24 февраля Куртни поженились в Вайкики‑Бич. Дилан Карсон был вызван с двойной целью – как шафер и наркодилер Курта. «Я принял самую малость, не до конца», – косноязычно пояснял певец. Женщина‑священник из объединенной церкви, выбранная наугад из телефонной книги, провела на закате краткую церемонию на скале над пляжем: Курт был в зеленой фланелевой пижаме, а Кортни в античного покроя шелковом платье. От церемонии у ближайших друзей Куртни остались явно не лучшие впечатления. Паранойя Курта и Кортни по отношению к друзьям прогрессировала, а из‑за неодобрительного отношения тех к употреблению парой наркотиков поднялась на новые высоты. Присутствовали на бракосочетании только Дэйв Грол, Алекс Маклеод, Дилан со своей девушкой да двое роуди. Подозрительным было отсутствие двух старейших друзей Курта – Криста и Шелли Новоселич.

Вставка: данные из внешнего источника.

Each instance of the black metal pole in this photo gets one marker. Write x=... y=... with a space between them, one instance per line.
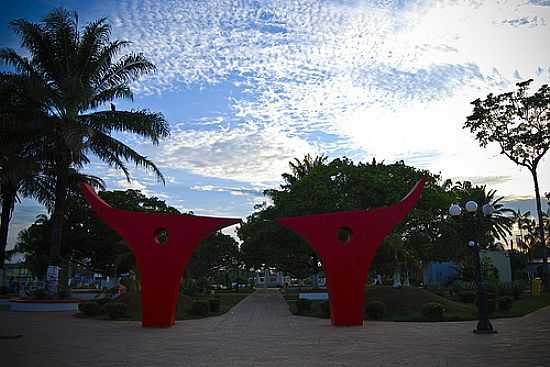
x=484 y=325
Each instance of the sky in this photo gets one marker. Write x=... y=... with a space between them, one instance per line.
x=248 y=85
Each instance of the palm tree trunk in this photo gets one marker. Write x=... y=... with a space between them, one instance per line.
x=58 y=217
x=8 y=201
x=541 y=231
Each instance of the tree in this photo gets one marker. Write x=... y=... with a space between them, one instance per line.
x=217 y=252
x=519 y=124
x=342 y=185
x=90 y=244
x=20 y=155
x=73 y=73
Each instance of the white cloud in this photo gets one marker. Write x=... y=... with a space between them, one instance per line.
x=248 y=153
x=389 y=79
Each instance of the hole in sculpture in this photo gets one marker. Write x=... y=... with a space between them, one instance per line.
x=344 y=235
x=161 y=236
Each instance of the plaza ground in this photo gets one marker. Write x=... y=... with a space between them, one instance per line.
x=260 y=331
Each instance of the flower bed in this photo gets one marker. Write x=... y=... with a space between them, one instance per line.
x=85 y=294
x=44 y=305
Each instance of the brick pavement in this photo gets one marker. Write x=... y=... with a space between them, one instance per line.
x=260 y=331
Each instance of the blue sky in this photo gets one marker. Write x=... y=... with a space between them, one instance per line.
x=248 y=85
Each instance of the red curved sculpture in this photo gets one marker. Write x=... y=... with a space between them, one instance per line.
x=160 y=263
x=346 y=263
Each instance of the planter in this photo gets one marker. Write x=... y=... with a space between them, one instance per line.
x=44 y=305
x=85 y=294
x=5 y=299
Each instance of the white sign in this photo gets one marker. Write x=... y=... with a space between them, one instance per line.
x=53 y=273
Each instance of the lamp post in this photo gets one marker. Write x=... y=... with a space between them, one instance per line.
x=473 y=233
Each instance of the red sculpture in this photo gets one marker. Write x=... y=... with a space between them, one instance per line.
x=346 y=261
x=162 y=245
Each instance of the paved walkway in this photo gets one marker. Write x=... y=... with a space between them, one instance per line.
x=260 y=331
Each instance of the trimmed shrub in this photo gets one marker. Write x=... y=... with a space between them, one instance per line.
x=303 y=305
x=433 y=311
x=325 y=309
x=214 y=304
x=505 y=303
x=200 y=307
x=39 y=293
x=64 y=293
x=375 y=310
x=467 y=296
x=516 y=291
x=116 y=310
x=90 y=309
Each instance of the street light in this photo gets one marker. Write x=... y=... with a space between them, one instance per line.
x=473 y=232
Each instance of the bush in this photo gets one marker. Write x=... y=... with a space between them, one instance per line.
x=116 y=310
x=90 y=309
x=39 y=293
x=467 y=296
x=517 y=289
x=505 y=303
x=325 y=309
x=214 y=304
x=303 y=306
x=433 y=311
x=200 y=307
x=64 y=293
x=375 y=310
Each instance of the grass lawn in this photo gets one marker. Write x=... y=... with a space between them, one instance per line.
x=524 y=305
x=405 y=304
x=228 y=299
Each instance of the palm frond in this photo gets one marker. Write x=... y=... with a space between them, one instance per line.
x=111 y=150
x=149 y=125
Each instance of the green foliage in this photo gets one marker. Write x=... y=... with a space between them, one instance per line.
x=505 y=303
x=91 y=308
x=71 y=74
x=433 y=311
x=88 y=241
x=303 y=306
x=467 y=296
x=217 y=252
x=214 y=305
x=519 y=124
x=317 y=186
x=116 y=310
x=39 y=293
x=375 y=310
x=200 y=307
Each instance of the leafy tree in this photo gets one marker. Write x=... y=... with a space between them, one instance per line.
x=89 y=243
x=216 y=253
x=519 y=124
x=337 y=186
x=73 y=72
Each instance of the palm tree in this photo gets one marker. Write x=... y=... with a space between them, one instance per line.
x=496 y=226
x=73 y=73
x=20 y=154
x=301 y=168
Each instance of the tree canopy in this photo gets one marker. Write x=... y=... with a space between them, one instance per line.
x=427 y=233
x=520 y=124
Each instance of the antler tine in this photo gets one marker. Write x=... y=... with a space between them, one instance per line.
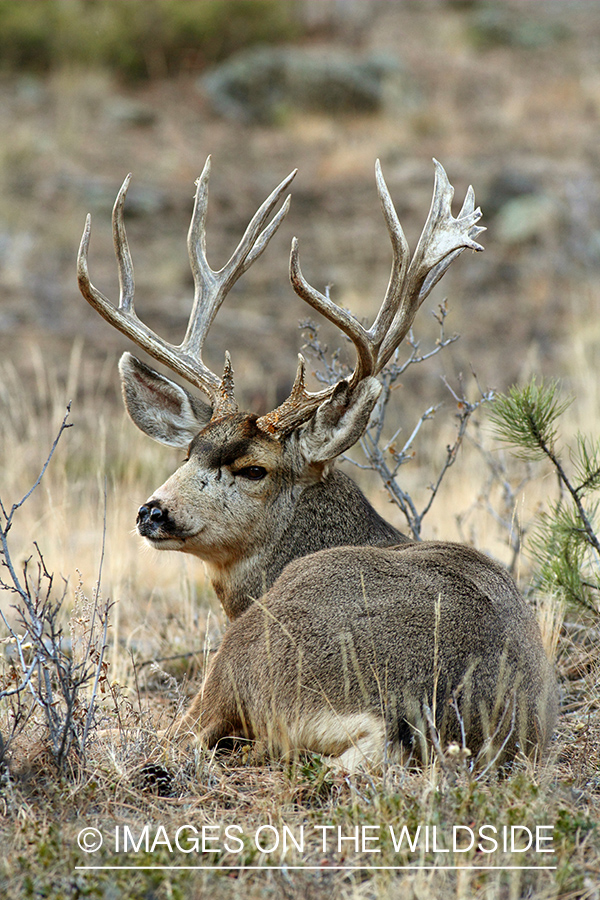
x=340 y=317
x=443 y=239
x=211 y=287
x=124 y=318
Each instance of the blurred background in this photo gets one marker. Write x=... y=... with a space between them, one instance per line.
x=505 y=94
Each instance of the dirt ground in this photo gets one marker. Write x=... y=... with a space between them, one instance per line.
x=514 y=111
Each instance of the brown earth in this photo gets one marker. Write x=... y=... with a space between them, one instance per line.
x=516 y=115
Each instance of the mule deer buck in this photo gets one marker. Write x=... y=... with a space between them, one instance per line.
x=345 y=637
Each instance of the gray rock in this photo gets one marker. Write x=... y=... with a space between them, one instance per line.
x=264 y=84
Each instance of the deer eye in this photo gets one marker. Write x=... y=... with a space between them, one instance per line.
x=253 y=473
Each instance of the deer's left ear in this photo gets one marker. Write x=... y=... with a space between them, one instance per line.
x=339 y=422
x=158 y=406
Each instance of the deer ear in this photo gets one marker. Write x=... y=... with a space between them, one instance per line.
x=339 y=422
x=162 y=409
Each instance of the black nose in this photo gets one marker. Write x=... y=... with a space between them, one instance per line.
x=152 y=513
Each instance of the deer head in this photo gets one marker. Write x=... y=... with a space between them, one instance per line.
x=244 y=476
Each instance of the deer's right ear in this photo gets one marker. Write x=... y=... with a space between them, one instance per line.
x=162 y=409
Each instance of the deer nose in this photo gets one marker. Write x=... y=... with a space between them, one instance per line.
x=152 y=513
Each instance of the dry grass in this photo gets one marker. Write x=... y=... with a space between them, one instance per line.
x=165 y=611
x=524 y=307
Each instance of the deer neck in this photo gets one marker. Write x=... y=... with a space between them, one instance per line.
x=332 y=513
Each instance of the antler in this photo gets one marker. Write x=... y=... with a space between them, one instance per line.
x=210 y=288
x=442 y=240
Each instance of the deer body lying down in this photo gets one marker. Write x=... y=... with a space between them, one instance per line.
x=345 y=637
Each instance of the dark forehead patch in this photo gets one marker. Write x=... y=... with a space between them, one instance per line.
x=227 y=439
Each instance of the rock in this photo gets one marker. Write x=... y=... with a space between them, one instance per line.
x=526 y=218
x=264 y=84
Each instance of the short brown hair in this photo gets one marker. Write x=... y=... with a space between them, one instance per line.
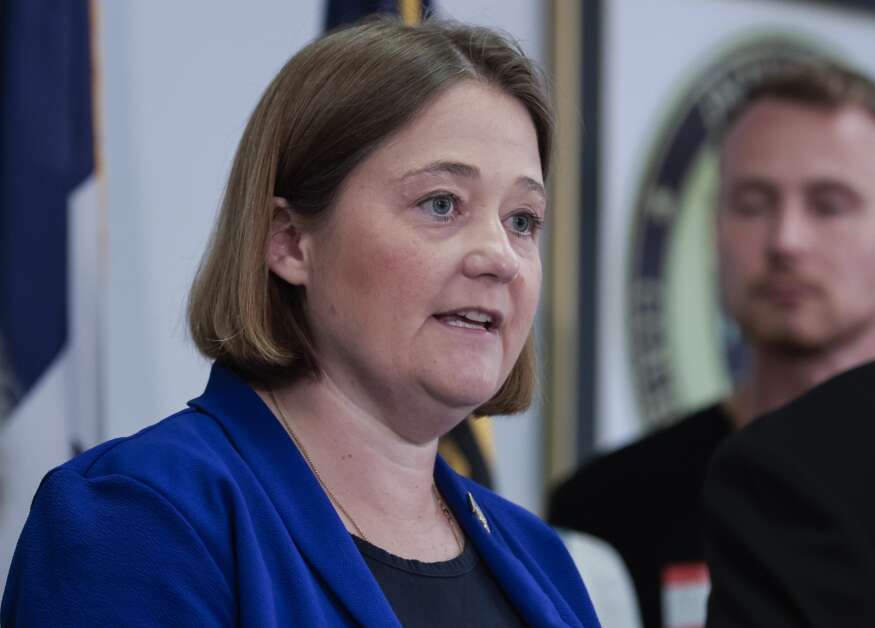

Кортни заявила, что они вели себя «очень хреново» по отношению к Курту, а Шелли к тому же не одобряла этот брак. Неудивительно, что Шелли придерживалась иного мнения. Она в основном возражала против того, что Кортни принимала наркотики во время беременности. «В тот момент она их, возможно, и не принимала. А возможно, и принимала. Не знаю, но мы предполагали», ‑ говорила она Майклу Азерраду.

– Это был просто день скорби. И всю вину за это я возлагаю на Кортни, – говорит Баррет. – Меня беспокоило, что она во время беременности принимает наркотики. Я поговорил об этом со своей девушкой, она поговорила с Шелли, и Шелли начала думать о Кортни нехорошо. А я сказал: «С собой, ребята, можете творить что хотите, но у вас будет ребенок. Думаю, это неправильно. В любом случае. Впрочем, вы всё сами должны знать».

На следующий день после свадьбы Крист и Шелли вернулись в Сиэтл, оскорбленные поведением Курта. Вдруг показалось, что «Nirvana» уже не выйдет из тупика. И действительно, Крист не видел Курта еще два месяца – и почти не разговаривал с ним целых пять месяцев, в том числе и на репетициях.

Куртни же остались на медовый месяц на Гавайях.